Concerning the age of primary CBCL patients, those with diffuse large-cell B-cell lymphomas, leg type, were appreciably older. These results agree with those found in the literature [11-13]. In the phenotypical analysis of the tumoral infiltrate, the tumor cells express mainly CD20+, CD22+ antigens, whatever the type of CPBCL. A B-cell clone is found in about 60% of primary cutaneous B-Cell lymphomas. These results are also comparable with the numbers usually found in the literature in respect to cutaneous B-cell lymphomas.

Concerning the relapse free survival, taking into account in the analysis the 5 systemic B-Cell lymphomas, the rate of relapse was 33% in these 5 systemic B-Cell lymphomas, with a median follow-up of 40 months. The relapses are cutaneous lesions and lymph nodes. It is 63% in primary cutaneous B-cell lymphomas with a median follow-up of 55 months. According to the histological subtype, it is 55% on follicle center lymphomas, 82% in diffuse large-cell B-cell lymphomas, leg type. The lack of statistical significance (p = 0.13) between the different subtypes is probably due to the fact that the size of the samples is too small. However, these rates of relapse appear higher than the ones reported in the study by Zinzani et al. [12] who found a rate of relapse of 46.7% for primary cutaneous B-cell lymphomas with a median follow-up of 12.5 years (46.5% of relapse for follicle center lymphomas, 44.4% for cutaneous marginal zone B-cell lymphomas, 54.8% for diffuse large-cell B-cell lymphomas leg type. This difference also was not significant. It should be noted that in our study, relapses are more frequent in all cases in the first two years. Besides, the site of the relapse is mostly cutaneous (86.1%). This figure is comparable to the one given by Zinzani et al. [12]. The risk of relapse in PCBCL appears to be related to the criterion “single lesion or multiple lesions” at the time of diagnosis, with a lower rate of relapse in the case of a single lesion (p < 0.01). Thus, the rate of relapse-free survival at 5 years was 60% when there was a single lesion and of only 20% when there were multiple lesions. This result was also found in the study by Zinzani et al. [12]. Furthermore, our study confirms the significantly less favorable evolution in the case of diffuse large-cell B-cell lymphomas, leg type, in comparison with the other histological subtypes, as was found among others by Willemze et al. [13].
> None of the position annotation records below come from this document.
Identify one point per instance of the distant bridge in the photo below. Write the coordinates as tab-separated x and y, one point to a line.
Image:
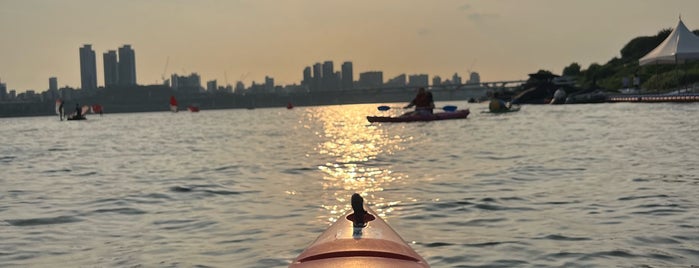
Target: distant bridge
443	87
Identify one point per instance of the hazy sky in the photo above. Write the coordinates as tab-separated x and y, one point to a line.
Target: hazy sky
230	40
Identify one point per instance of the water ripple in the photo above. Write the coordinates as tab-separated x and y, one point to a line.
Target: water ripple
43	221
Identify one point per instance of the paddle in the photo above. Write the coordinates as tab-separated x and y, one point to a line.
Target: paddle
447	108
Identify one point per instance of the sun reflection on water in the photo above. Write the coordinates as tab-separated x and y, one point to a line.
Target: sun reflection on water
356	152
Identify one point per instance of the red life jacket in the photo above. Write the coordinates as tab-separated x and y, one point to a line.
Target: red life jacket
423	100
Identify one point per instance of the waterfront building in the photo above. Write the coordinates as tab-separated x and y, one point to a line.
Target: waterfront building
269	84
418	80
307	77
111	68
127	66
436	80
347	75
190	83
456	79
317	76
3	92
88	68
53	83
474	78
398	81
211	86
371	79
329	79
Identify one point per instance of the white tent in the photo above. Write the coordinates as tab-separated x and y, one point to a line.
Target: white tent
681	45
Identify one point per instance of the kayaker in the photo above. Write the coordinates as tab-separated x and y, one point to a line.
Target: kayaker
60	110
77	110
497	104
423	102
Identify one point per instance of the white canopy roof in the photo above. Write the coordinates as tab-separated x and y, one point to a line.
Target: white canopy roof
681	45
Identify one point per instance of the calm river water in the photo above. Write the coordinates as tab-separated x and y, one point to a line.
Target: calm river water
605	185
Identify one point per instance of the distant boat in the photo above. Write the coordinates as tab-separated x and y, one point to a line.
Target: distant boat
80	116
96	109
59	108
173	104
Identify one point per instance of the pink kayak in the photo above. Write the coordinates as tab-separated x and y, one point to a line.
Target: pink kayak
363	241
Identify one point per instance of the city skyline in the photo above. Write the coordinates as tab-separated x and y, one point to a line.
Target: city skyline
243	40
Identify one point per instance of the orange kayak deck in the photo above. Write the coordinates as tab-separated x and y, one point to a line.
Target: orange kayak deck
375	245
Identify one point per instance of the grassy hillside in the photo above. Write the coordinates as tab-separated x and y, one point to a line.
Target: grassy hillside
654	78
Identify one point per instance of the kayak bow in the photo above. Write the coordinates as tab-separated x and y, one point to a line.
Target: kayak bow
359	241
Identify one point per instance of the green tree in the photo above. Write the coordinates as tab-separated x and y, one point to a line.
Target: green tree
572	70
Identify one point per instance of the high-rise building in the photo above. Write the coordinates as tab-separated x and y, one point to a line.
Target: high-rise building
269	84
307	77
418	80
347	75
317	76
191	83
111	68
456	79
475	78
53	84
88	68
371	79
127	66
398	81
436	80
211	86
329	80
3	91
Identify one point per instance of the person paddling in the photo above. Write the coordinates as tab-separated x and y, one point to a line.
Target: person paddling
60	109
423	102
77	111
497	105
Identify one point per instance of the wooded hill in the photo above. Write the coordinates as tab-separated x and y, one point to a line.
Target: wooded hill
654	78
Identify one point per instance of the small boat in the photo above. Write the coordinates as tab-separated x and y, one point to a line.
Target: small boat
502	111
459	114
76	117
359	239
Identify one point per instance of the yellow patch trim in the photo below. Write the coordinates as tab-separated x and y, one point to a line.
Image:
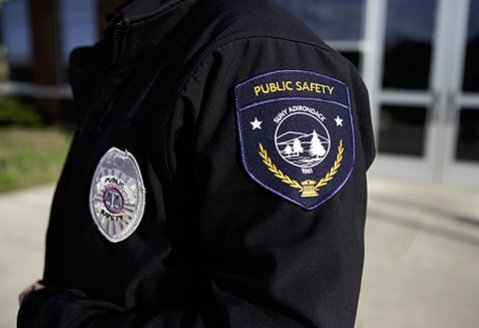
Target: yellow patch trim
307	188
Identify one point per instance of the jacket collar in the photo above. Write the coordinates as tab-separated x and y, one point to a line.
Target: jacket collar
137	26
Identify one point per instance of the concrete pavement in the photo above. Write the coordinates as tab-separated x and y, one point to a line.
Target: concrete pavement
422	254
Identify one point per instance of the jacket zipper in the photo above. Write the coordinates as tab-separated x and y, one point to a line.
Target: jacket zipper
117	40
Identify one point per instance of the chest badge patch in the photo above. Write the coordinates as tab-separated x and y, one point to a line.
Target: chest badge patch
296	134
117	195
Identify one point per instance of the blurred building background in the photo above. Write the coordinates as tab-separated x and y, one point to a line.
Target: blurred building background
420	60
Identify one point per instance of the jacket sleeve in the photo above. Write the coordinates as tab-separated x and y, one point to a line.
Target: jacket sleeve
264	261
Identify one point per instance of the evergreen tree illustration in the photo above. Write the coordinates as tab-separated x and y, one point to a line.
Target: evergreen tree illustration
317	148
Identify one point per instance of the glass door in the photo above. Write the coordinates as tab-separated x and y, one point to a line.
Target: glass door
427	109
462	123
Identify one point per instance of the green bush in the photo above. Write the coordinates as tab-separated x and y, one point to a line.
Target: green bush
14	112
31	156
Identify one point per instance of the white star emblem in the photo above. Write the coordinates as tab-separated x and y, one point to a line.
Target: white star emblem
256	124
339	121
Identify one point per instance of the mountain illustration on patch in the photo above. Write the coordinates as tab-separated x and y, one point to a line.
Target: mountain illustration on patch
304	150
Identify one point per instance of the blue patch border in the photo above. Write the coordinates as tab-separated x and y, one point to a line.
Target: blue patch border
316	98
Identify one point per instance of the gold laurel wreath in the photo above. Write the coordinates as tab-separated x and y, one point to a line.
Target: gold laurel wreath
267	161
277	172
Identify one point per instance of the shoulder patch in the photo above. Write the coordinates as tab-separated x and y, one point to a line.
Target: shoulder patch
117	195
296	134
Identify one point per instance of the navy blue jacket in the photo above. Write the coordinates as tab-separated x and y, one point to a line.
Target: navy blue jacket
217	177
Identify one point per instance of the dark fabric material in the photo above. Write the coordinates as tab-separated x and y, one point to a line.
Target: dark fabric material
214	248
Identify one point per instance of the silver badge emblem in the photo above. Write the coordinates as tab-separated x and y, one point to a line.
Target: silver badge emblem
117	195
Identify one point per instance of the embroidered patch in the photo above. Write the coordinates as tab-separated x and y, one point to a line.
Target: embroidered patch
117	195
296	134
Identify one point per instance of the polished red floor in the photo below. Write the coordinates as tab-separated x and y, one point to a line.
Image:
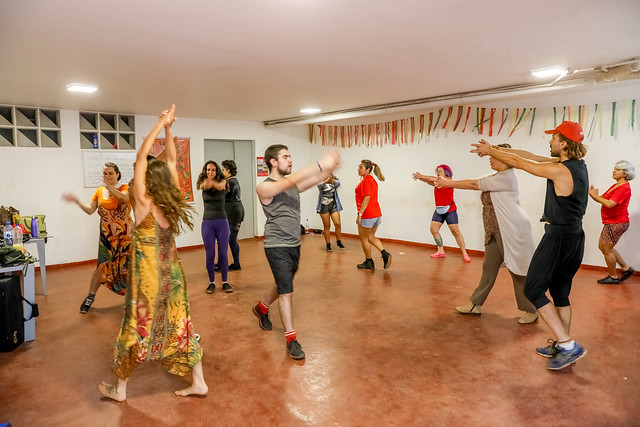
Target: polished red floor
383	348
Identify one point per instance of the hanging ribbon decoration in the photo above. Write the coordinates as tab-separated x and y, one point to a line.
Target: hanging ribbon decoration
613	117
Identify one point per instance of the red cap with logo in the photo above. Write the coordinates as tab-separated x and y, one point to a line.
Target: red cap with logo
571	130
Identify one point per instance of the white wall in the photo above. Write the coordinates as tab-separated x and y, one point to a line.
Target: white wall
407	205
33	179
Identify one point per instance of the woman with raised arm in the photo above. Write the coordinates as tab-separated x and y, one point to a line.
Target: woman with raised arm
507	235
446	210
329	208
157	322
116	226
215	227
615	220
369	214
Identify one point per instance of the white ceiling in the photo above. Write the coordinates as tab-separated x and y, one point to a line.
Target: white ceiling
267	59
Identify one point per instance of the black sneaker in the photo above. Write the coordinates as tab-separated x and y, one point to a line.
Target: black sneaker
295	350
386	257
86	305
367	264
263	318
609	281
627	273
549	351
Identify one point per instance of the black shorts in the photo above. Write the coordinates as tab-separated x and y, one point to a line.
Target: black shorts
284	265
555	261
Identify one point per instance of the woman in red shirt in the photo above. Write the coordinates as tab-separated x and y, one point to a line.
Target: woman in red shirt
446	210
615	217
369	213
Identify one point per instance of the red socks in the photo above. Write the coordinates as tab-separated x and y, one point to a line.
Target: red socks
264	308
290	336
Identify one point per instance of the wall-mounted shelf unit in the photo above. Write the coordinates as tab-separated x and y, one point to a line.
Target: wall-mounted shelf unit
29	127
113	131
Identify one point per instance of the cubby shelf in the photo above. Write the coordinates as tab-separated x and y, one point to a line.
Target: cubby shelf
112	131
29	127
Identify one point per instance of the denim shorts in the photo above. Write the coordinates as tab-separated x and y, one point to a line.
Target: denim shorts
370	222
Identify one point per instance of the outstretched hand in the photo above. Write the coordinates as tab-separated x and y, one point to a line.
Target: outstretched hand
481	148
167	117
330	161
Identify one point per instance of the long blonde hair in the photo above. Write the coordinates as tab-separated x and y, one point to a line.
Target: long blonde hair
166	196
369	165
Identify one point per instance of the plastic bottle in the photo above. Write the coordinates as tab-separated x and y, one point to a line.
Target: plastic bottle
8	234
34	227
17	239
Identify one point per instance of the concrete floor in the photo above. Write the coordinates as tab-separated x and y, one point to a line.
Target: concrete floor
383	348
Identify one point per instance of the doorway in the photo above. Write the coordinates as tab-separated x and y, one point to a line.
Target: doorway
241	152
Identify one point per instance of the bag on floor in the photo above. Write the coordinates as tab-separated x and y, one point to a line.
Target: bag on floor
11	313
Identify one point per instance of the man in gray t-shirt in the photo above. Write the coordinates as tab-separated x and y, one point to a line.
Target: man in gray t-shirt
279	195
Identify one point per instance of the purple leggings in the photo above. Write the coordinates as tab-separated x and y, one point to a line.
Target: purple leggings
212	230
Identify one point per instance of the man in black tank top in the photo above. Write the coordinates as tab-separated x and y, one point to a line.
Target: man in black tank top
559	253
279	196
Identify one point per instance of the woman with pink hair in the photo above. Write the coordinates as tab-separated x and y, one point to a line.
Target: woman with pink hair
446	210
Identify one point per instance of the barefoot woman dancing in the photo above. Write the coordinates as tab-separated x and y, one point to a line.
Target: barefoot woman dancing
157	324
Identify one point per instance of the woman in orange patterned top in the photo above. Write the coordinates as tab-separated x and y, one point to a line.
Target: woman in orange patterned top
112	204
157	322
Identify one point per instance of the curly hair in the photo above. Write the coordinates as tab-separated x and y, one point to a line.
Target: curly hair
230	165
203	175
167	196
369	165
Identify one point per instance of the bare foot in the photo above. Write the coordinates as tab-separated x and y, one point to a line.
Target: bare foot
111	392
200	390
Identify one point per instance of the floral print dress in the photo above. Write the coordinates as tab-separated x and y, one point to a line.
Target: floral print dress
156	324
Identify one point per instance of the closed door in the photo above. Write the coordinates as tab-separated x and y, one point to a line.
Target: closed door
241	152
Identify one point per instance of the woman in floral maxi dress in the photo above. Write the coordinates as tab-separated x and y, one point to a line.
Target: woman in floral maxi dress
157	322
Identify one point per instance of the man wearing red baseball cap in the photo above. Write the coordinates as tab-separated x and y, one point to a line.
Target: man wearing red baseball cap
559	253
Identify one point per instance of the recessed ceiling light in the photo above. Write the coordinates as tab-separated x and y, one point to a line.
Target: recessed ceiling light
79	87
549	72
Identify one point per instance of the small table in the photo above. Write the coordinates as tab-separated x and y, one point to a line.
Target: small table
40	242
29	293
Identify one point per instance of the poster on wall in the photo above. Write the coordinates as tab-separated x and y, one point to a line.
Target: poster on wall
262	167
184	163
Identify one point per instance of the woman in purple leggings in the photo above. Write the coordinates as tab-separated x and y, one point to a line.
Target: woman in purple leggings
215	226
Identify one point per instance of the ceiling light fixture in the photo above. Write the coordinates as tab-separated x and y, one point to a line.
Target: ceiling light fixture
82	88
549	72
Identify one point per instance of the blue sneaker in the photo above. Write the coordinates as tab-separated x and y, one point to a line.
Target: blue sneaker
565	358
549	351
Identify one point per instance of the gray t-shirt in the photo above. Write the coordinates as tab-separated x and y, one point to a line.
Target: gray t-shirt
283	219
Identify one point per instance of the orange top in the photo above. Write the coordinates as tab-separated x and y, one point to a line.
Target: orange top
110	203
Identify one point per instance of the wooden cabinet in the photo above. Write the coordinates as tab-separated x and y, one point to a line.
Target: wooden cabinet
29	127
112	131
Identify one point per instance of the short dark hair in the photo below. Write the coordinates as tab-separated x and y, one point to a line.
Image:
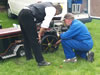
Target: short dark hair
69	16
58	7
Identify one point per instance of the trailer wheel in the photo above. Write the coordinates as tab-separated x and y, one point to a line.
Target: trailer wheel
21	51
47	43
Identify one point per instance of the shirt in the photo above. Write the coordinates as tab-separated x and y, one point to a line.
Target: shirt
50	12
77	31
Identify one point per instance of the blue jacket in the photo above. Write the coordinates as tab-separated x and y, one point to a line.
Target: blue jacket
77	31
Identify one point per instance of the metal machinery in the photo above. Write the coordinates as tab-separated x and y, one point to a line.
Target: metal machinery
11	41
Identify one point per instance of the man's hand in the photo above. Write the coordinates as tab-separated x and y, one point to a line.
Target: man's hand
57	42
41	32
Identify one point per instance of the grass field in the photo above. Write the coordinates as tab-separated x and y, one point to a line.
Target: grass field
19	66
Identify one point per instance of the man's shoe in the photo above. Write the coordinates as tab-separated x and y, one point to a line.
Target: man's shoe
70	60
44	63
90	56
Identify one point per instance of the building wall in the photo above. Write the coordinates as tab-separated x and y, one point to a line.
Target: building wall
95	8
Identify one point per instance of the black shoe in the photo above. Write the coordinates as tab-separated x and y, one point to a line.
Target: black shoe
44	63
90	56
29	58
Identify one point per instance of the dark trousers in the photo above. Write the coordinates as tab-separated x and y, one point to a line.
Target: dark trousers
29	31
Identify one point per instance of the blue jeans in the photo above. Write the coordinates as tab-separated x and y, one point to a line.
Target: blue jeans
73	47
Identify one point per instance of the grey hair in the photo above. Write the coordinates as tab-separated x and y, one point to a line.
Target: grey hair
58	7
69	16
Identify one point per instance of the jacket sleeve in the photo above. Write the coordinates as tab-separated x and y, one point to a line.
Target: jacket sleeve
72	32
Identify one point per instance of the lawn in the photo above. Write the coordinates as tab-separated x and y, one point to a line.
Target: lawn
19	66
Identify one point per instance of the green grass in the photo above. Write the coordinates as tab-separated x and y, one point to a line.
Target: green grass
19	66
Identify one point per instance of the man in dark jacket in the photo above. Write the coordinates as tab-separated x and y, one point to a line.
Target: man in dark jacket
28	17
77	37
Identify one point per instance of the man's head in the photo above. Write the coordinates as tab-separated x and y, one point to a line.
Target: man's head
68	18
58	9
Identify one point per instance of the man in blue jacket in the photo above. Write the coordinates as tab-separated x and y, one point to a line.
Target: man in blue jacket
76	40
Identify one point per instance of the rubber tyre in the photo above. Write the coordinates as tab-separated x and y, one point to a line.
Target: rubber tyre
47	43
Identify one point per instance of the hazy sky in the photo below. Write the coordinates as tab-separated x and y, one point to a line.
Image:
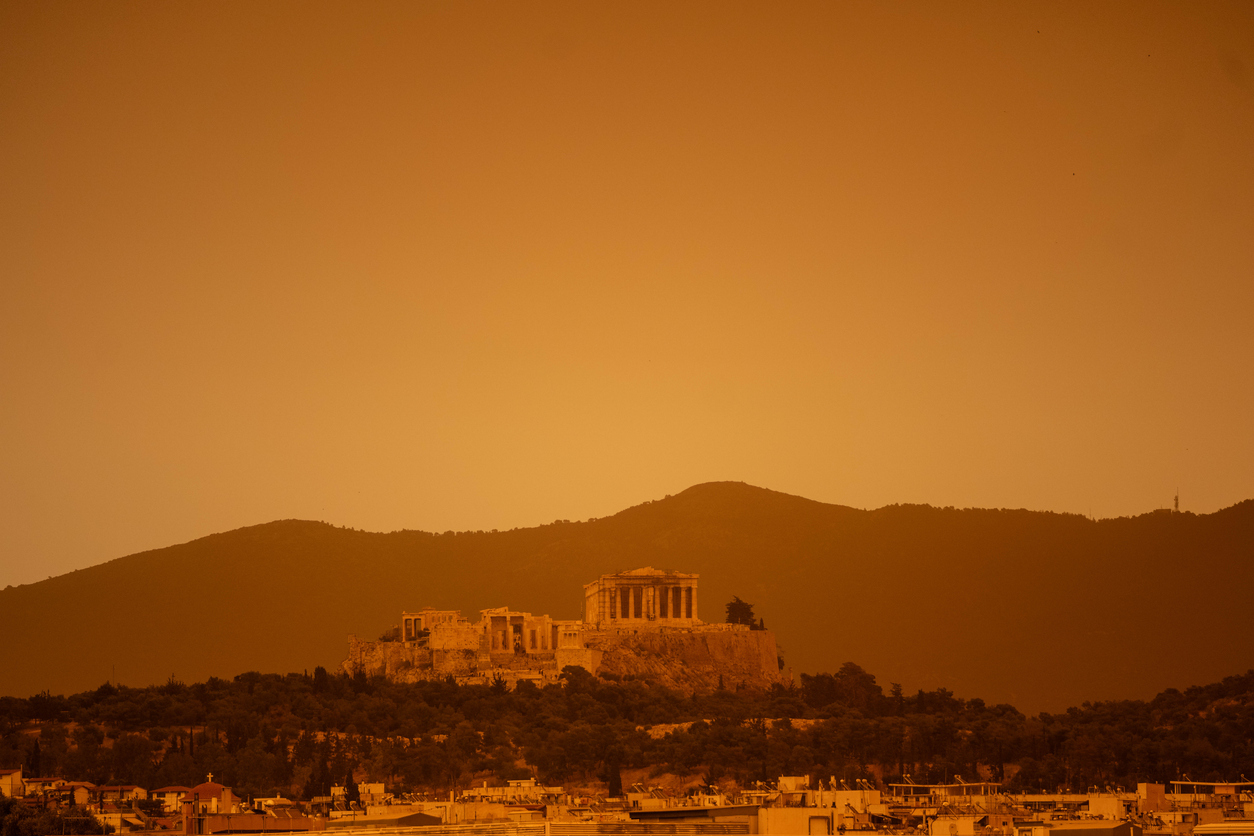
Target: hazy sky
452	266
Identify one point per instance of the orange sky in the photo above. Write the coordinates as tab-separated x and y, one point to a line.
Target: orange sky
453	266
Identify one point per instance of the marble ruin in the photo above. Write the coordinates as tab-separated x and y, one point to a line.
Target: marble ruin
638	624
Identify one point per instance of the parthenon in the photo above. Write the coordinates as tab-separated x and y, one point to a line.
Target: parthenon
641	623
641	597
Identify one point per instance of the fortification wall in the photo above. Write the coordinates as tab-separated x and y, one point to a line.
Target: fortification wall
686	659
690	661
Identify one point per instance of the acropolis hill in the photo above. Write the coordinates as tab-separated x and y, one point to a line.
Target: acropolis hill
641	623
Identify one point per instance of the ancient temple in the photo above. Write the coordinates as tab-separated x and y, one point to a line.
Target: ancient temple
641	598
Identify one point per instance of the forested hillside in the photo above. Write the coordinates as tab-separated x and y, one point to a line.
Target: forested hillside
1031	608
297	733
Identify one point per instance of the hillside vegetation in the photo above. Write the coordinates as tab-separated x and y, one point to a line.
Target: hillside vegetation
1036	609
299	733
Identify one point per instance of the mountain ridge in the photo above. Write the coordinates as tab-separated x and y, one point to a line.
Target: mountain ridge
1036	608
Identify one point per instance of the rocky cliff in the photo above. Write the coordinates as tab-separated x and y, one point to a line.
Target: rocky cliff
690	661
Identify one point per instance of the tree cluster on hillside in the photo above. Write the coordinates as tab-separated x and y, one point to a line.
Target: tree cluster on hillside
299	733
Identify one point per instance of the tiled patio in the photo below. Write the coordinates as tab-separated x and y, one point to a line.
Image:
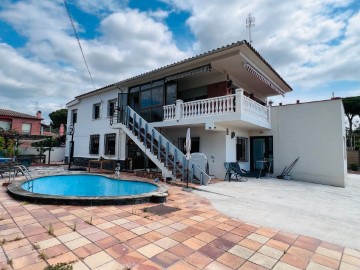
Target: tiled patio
129	237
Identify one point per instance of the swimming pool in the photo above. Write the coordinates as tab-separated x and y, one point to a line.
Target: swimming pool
86	189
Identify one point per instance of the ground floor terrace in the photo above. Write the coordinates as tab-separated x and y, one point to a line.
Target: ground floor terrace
197	236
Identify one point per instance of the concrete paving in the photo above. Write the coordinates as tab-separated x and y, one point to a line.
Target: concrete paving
329	213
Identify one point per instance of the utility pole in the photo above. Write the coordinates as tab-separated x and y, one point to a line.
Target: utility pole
250	22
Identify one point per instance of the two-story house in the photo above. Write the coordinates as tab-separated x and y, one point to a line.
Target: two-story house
223	97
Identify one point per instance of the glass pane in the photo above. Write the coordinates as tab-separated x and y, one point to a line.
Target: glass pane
157	96
171	94
145	99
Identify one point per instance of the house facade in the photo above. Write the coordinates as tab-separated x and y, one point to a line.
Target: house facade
23	123
223	97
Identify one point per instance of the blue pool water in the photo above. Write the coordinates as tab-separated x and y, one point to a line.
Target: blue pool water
86	185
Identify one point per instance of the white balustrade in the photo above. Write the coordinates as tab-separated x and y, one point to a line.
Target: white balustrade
218	106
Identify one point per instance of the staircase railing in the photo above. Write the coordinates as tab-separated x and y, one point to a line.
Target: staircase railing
165	151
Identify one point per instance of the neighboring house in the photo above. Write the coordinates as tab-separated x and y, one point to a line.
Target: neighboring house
23	123
223	96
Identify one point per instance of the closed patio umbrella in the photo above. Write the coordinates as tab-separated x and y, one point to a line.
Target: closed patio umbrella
188	149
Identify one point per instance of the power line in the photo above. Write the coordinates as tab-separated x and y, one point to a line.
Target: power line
78	40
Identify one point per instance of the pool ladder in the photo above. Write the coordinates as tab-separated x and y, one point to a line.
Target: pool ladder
19	168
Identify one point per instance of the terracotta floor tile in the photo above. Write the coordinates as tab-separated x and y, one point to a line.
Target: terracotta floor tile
107	242
137	242
26	260
198	260
326	261
241	252
16	244
179	236
124	236
263	260
248	243
182	265
351	260
150	250
277	244
284	266
97	259
231	260
181	250
165	259
284	238
152	236
55	250
211	251
131	259
268	232
332	246
194	243
35	266
241	232
206	237
97	236
251	266
216	231
76	243
307	243
19	252
232	237
117	250
87	250
346	266
271	252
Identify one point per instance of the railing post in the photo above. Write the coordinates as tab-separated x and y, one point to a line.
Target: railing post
178	110
239	93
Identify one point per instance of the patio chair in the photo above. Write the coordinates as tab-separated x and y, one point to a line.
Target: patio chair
235	172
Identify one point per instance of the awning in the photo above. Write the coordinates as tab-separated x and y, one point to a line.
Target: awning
189	73
262	78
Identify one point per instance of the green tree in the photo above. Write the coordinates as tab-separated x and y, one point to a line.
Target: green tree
352	109
58	117
43	146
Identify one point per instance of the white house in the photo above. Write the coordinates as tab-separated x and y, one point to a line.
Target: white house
222	95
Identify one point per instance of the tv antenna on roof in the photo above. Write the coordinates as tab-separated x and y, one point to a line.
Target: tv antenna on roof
250	22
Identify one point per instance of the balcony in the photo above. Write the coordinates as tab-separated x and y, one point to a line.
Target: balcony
234	109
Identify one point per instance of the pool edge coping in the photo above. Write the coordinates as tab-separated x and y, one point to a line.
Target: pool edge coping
159	196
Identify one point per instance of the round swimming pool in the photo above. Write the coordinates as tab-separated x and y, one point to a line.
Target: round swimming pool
86	189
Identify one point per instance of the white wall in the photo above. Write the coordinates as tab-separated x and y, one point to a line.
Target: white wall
57	155
87	126
314	132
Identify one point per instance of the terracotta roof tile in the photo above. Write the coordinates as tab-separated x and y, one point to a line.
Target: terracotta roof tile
4	112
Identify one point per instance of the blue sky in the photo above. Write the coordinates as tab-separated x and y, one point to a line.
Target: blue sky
313	44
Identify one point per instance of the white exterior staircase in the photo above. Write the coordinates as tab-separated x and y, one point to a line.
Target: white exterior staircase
168	158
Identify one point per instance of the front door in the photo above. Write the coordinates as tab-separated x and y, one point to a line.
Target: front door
260	148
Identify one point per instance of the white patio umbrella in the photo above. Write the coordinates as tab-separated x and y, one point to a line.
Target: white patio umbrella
188	149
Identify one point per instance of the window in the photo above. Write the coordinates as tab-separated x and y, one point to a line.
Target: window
111	107
5	125
242	149
195	144
94	144
26	128
74	116
96	110
110	144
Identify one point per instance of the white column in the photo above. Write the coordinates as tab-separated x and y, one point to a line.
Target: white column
122	145
239	93
179	102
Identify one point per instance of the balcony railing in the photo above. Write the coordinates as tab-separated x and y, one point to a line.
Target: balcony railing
237	103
Finally, with regard to the overall survival at 5 years, it is slightly lower for systemic versus primary lymphomas (73% vs 87%) but not significantly so. The results found regarding the PCBCL are comparable to those of two large retrospective studies [3, 12] in which the rates of survival of PCBCL at 5 years were 94% [12] and 89% [3].

In conclusion, our study shows that performing a routine BMB in the initial evaluation of a primary cutaneous B-cell lymphoma, whatever the histological subtype, with normal clinical examination, negative TC Scan and normal CBC and lymphocytes in blood, is not justified because of its low positivity but also because it does not significantly modify the treatment to be given.

Acknowledgements

Financial support: none. Conflict of interest: none.